Thanks to a potent cocktail of production and service delivery capacity in most sectors rising faster than market demand, spiked with e-commerce options that give customers new channel choices and then topped with a dried-up economy, we've got all the makings of a buyer's market where customers, including business flyers, hold the upper hand. And economists don't see the switch from traditional seller's markets to newly created buyer's markets going back any time soon, regardless of what the economy does. That's very bad news for customer abusers like airlines who've grown arrogant after too many years--hell, decades--of telling customers how things are going to be.

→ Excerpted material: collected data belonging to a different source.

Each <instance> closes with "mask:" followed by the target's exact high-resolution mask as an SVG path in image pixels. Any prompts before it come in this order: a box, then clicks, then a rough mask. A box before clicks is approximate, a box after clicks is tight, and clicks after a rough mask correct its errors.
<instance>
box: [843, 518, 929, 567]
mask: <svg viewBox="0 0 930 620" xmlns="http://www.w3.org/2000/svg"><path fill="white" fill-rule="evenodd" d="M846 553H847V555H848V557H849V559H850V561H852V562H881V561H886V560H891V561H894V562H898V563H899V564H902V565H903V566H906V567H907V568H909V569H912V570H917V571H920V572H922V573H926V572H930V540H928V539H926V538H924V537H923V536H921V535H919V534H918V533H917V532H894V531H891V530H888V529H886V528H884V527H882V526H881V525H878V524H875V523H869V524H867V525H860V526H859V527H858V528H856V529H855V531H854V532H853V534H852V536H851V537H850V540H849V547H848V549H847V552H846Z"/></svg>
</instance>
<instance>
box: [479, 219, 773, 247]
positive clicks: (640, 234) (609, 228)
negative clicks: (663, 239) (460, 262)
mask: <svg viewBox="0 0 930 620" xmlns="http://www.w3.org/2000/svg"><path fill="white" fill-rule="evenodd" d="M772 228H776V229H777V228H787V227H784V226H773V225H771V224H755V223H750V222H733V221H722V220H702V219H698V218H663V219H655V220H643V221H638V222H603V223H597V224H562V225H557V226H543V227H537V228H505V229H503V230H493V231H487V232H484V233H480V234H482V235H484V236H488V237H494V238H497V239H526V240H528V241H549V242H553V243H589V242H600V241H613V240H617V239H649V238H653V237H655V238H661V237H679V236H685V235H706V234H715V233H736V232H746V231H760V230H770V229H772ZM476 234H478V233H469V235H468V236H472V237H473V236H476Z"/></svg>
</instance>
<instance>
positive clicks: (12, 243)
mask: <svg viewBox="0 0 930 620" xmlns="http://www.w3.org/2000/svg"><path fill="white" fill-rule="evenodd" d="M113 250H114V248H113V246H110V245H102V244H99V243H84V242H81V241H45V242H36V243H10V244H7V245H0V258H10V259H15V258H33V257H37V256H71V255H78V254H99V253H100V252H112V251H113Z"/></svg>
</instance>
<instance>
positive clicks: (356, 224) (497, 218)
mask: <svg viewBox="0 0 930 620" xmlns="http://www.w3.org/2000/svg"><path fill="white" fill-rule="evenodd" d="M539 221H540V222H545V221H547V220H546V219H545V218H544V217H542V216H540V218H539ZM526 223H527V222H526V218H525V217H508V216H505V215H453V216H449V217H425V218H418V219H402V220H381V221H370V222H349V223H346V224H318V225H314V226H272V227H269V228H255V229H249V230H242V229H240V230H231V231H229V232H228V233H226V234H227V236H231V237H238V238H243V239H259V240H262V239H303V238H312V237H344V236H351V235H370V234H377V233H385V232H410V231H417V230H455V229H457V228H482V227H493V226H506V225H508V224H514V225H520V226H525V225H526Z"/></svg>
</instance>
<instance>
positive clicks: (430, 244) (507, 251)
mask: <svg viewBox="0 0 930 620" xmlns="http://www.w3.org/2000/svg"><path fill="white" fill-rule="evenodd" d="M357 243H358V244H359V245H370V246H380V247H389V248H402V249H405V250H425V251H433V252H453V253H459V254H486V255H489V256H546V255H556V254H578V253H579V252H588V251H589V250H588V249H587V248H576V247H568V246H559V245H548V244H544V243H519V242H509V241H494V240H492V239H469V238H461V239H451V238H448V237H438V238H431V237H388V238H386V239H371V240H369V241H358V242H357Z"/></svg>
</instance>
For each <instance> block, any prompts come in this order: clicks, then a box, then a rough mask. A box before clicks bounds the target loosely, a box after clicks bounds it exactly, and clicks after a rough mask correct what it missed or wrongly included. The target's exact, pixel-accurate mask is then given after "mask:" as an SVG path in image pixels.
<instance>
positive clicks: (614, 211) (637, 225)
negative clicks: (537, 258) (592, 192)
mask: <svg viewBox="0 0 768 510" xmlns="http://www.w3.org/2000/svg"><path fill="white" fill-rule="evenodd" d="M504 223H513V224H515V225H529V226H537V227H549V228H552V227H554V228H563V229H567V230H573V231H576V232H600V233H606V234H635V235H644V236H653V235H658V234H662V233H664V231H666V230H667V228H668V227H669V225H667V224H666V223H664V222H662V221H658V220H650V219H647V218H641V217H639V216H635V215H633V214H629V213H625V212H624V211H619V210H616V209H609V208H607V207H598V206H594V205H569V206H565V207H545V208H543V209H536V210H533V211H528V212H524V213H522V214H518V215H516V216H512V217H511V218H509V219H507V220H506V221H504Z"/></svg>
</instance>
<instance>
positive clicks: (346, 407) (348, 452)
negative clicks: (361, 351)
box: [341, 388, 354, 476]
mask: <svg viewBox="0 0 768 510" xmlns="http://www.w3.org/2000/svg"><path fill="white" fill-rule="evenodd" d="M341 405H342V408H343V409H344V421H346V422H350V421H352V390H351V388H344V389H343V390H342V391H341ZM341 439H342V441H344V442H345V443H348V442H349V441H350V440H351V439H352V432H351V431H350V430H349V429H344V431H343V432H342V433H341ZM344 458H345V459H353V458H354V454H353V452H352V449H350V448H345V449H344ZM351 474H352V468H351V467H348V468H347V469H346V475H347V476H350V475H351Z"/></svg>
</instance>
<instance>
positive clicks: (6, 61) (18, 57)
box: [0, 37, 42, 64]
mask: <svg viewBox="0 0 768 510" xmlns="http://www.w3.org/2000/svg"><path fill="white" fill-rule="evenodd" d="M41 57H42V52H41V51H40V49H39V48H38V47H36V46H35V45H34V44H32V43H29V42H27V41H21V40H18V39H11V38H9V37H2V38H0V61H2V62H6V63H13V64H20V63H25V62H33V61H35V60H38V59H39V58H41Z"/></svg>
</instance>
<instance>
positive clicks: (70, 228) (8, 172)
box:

So what's a poor airline to do faced with all these adverse conditions? Well, one thing they should have done--and there's a lesson here that applies to companies in many business sectors--is start building bridges with customers when times are good. Because when times are bad in a competitive business, and too many sellers are fighting over too few buyers, customers remember how they've been treated. They remember big-time.
What should airlines be doing going forward? Where do we begin? We could fill a book on that, but everything would come under one heading: You can't get from customers more than you give. Major airlines that don't start adding value to the business traveler's experience aren't going to see much of their lost revenue again. And we're not talking about adding value by spending huge sums the airlines don't have. We're talking stuff like rebooking passengers with missed connections, before they even land, on a later flight and on another airline, if necessary. Creating enough space between seats so that normal human beings can sit comfortably. Being honest with customers about late departure times, so they can rebook. You could probably add a whole page of improvements yourself--all of which would help retain current customers and win back old customers. But these improvements won't happen until airlines stop treating their good customers like load factor.
As I'm sure you've guessed, this message isn't for airlines alone. Many more industries are about to go through what the airlines are going through right now--increased customer choice leading to increased customer power that changes the rules of the game. Financial services and car sales are high on my list of prime candidates. Business software is another, including CRM software.
Businesses like those with long records of customer mistreatment had better be picking up those CRM headsets in a hurry. Switch from win-lose with customers to win-win. Build customer-centric strategies. Redesign work flow around customers. Carry out the new work flow with reengineered work processes. And yes, in the majority of cases, support it all with CRM software.
What'll happen if they don't? Hey, just look at where the airlines were--before September 11.